In August, he won the World Championships in Italy with his two teammates in the team relay event.
“Italy has been the dominant team in relay for like six years. We haven’t beat them since then, so beating them in Italy was even sweeter,” he said.
Randall’s start at the national level began when the U.S. team returned from the 2008 Summer Olympics in Beijing. Randall was invited to a development camp at the Olympic Training Center in Colorado Springs, and the performance director told him he had potential. The next year, he made the world championship team. He has competed in the 2009, 2010 and 2015 World Championships.
Next, Randall hopes to compete in the Paralympic Games Tokyo 2020. His short-term goal is to win national championships.
“We train just as hard as the regular Olympians, so it’s not different,” he said. “We put the time in and the way it is now, I think just having visibility, I think that’s the big thing.”
“You know, the mind is so much more powerful than what we think it is because there are times in a lot of races that I feel like giving up.”
— David Randall
Prior to racing, which Randall does full time, he was in the Navy. In 1997, when he started getting sick, he was discharged.
The first six months in his wheelchair, Randall said he faced depression.
But then he adjusted to his new life and shortly after discovered handcycling.
“You see someone in a wheelchair, a lot of people say I’m an inspiration, which is great if they get inspiration from me, but I don’t feel that way,” Randall said. “I feel like I’m just living my life like everybody else. It’s a little different, but with how technology is now, if there’s something you want to do, they can pretty much make it for you. So I guess there’s no excuse for why you can’t get out.”
When he stops racing, Randall said he’ll continue riding because it’s fun, gives him exercise and keeps him healthy.
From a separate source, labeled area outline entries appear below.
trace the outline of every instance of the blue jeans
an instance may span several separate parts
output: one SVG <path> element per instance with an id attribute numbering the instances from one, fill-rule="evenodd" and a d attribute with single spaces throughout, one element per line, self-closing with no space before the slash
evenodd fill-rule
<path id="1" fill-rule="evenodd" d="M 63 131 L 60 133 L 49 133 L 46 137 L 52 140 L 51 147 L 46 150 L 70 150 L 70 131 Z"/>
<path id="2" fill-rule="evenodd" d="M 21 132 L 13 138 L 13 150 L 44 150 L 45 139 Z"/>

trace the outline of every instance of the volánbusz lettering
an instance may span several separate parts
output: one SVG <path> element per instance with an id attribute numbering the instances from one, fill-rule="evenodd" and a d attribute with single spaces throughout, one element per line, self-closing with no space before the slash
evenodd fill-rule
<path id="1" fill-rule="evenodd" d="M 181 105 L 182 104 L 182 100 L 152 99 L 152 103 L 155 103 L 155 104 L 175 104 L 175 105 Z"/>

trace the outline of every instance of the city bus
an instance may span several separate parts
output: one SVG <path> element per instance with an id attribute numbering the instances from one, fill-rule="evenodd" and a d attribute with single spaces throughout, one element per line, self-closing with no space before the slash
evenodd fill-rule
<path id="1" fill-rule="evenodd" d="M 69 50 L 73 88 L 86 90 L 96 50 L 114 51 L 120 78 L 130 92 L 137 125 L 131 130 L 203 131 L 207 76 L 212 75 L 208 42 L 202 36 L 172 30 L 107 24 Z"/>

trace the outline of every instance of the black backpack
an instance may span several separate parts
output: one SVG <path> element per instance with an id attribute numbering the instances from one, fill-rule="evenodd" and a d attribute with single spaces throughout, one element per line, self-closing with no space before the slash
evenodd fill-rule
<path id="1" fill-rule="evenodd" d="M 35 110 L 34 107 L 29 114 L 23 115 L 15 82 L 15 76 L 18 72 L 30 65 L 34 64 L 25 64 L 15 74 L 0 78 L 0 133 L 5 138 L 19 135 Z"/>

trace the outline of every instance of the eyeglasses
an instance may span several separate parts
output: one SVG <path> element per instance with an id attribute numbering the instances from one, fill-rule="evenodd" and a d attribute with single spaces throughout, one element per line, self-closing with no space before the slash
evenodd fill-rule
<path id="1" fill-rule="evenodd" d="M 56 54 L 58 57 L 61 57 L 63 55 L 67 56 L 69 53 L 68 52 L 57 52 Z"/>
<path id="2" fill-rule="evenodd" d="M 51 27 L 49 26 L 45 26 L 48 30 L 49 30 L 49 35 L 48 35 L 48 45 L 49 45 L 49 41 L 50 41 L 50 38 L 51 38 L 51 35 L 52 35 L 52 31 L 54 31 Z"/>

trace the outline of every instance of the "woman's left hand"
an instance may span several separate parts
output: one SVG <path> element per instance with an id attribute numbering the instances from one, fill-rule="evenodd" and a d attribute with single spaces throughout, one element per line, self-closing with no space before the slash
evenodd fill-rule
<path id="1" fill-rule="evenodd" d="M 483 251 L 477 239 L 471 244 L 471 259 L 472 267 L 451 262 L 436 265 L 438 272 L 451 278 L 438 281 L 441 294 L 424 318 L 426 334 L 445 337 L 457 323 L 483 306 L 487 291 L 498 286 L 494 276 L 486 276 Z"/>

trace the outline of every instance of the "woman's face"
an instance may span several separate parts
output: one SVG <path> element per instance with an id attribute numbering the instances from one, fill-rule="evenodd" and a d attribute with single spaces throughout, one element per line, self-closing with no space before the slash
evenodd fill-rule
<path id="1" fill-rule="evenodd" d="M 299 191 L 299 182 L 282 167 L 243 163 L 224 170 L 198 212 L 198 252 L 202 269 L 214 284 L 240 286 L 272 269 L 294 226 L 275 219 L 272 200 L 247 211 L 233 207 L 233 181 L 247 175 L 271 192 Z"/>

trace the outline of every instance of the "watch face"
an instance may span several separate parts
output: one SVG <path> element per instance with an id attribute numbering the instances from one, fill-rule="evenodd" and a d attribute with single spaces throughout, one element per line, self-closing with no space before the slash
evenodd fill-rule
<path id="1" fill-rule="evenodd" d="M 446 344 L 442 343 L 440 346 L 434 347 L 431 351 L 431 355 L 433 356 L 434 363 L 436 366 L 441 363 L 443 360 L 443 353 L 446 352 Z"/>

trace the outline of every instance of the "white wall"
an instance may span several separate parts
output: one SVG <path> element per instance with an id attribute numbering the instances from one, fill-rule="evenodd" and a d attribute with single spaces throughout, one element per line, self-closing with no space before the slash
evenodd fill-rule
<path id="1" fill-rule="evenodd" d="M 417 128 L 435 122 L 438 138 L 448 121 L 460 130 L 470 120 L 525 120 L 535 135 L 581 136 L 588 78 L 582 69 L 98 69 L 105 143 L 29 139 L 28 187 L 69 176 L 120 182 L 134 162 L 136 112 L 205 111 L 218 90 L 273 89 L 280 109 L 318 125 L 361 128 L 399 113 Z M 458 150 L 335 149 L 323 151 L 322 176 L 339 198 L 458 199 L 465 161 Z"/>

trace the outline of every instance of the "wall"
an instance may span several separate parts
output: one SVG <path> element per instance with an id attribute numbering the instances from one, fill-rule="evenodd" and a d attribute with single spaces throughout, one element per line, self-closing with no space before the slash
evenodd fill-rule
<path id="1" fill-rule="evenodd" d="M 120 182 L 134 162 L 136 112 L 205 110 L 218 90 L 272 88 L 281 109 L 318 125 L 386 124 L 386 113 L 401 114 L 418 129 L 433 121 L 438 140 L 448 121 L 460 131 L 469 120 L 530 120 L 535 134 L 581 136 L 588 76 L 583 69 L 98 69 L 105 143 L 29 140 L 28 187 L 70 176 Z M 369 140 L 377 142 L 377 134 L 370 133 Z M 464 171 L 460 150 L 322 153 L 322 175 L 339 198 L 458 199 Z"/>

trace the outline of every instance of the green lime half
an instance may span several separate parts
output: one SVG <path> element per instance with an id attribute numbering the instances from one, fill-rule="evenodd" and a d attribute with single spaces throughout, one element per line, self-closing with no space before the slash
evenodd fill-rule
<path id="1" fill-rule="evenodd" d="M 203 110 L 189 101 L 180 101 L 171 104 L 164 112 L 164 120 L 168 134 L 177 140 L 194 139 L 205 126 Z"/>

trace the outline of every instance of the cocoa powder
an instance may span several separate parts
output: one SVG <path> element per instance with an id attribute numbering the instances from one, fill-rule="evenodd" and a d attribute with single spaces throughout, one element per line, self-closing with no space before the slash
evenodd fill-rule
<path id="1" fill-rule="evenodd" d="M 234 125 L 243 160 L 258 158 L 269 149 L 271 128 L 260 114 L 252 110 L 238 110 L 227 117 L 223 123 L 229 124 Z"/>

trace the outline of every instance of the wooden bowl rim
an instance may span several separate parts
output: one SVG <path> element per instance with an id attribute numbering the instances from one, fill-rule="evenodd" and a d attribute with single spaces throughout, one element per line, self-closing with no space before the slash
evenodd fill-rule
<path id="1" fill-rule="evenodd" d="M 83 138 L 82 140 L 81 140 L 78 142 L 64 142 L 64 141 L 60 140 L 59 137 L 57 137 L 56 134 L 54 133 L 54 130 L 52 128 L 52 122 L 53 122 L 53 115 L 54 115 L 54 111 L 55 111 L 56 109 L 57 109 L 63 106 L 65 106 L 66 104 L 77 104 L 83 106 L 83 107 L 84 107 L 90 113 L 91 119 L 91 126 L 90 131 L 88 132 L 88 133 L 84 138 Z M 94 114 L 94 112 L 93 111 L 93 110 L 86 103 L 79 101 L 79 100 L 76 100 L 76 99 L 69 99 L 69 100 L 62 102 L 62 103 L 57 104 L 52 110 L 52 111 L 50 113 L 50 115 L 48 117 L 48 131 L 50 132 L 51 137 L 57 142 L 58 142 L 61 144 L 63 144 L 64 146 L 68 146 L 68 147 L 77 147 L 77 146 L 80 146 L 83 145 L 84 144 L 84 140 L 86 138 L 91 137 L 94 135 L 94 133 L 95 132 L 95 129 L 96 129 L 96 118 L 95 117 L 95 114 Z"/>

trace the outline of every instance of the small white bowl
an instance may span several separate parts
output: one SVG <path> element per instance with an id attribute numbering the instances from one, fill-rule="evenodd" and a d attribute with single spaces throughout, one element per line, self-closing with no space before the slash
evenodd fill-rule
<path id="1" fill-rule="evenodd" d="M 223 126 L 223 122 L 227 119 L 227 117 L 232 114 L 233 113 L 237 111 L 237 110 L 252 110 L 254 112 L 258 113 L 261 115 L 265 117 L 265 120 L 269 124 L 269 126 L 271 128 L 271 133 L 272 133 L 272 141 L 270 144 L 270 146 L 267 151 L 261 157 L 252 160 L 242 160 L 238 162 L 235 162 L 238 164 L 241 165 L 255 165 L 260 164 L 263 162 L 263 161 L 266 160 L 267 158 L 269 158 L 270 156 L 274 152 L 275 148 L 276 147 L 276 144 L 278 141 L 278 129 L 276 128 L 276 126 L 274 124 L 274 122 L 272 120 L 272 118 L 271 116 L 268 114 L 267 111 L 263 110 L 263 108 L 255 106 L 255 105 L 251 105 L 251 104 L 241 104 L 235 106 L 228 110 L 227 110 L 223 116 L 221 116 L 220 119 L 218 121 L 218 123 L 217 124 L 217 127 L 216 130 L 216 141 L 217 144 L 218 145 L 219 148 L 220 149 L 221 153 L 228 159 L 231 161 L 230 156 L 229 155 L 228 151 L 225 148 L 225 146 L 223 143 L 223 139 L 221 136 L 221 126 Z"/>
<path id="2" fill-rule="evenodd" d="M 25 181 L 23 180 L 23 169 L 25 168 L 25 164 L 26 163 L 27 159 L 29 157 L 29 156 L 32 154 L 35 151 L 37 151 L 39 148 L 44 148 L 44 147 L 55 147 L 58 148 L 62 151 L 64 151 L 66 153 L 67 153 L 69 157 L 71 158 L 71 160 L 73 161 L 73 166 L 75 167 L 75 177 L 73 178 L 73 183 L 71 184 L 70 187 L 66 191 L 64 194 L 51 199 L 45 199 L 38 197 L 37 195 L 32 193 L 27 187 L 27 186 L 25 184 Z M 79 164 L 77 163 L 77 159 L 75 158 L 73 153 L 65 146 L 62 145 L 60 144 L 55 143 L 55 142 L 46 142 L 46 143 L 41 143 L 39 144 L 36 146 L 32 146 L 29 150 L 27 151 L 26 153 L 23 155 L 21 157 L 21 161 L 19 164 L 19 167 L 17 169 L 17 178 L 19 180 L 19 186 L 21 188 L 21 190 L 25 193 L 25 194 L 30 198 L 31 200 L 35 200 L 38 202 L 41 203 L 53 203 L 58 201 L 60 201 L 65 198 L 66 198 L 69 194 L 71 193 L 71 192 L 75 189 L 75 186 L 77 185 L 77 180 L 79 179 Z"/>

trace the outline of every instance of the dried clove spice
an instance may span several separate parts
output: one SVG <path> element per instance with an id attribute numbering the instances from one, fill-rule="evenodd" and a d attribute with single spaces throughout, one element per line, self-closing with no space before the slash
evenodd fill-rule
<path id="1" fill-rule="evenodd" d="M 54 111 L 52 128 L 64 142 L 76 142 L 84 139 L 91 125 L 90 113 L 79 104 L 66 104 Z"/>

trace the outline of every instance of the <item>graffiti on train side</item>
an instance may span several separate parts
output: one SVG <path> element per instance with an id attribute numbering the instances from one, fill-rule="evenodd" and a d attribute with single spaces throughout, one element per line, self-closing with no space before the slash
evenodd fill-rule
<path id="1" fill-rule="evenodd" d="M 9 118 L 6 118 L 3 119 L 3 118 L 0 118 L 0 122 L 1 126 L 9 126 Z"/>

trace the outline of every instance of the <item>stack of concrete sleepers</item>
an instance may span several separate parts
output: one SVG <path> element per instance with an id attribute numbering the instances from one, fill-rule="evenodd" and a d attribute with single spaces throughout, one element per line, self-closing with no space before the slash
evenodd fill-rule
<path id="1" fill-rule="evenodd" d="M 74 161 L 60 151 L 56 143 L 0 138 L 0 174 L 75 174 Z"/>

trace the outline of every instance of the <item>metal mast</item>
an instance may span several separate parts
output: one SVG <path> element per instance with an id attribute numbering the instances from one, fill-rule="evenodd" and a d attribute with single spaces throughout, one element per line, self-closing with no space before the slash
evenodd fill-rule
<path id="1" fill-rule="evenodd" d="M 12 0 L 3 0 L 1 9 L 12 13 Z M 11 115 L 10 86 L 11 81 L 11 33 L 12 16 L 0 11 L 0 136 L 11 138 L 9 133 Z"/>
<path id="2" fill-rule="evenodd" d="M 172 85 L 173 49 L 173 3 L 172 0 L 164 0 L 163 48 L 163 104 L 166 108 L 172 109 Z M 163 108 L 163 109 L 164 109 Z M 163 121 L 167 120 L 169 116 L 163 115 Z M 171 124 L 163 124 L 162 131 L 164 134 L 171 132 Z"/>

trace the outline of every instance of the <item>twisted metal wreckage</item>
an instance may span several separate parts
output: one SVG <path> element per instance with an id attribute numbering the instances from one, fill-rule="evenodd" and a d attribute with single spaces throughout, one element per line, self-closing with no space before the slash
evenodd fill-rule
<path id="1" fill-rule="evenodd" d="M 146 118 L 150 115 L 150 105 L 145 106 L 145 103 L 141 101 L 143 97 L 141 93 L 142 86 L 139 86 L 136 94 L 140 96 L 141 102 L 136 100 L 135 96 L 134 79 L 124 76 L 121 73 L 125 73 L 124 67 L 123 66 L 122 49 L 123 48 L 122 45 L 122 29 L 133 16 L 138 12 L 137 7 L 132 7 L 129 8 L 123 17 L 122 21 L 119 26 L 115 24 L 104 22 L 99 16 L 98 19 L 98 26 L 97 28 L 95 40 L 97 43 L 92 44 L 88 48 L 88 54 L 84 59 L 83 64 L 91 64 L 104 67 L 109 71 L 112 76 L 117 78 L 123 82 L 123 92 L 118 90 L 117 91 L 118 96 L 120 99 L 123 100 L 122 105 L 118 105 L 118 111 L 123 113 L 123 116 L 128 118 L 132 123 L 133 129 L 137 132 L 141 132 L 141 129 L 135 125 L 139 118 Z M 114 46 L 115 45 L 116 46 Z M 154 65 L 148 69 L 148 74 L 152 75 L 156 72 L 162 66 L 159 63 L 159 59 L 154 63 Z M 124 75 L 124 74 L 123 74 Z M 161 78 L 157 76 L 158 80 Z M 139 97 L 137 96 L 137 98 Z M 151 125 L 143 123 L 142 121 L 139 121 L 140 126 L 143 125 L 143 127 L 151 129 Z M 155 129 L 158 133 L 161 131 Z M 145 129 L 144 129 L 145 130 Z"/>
It also shows him what he’s capable of.
“I think that’s what I like about it,” he said. “You know, the mind is so much more powerful than what we think it is because there are times in a lot of races that I feel like giving up. You feel like, ‘Oh man, this is way too hard of a pace. I can’t do it.’ So I do like that feeling, especially after the race, you’re totally exhausted and you feel like you’ve actually done something that maybe you were doubting.”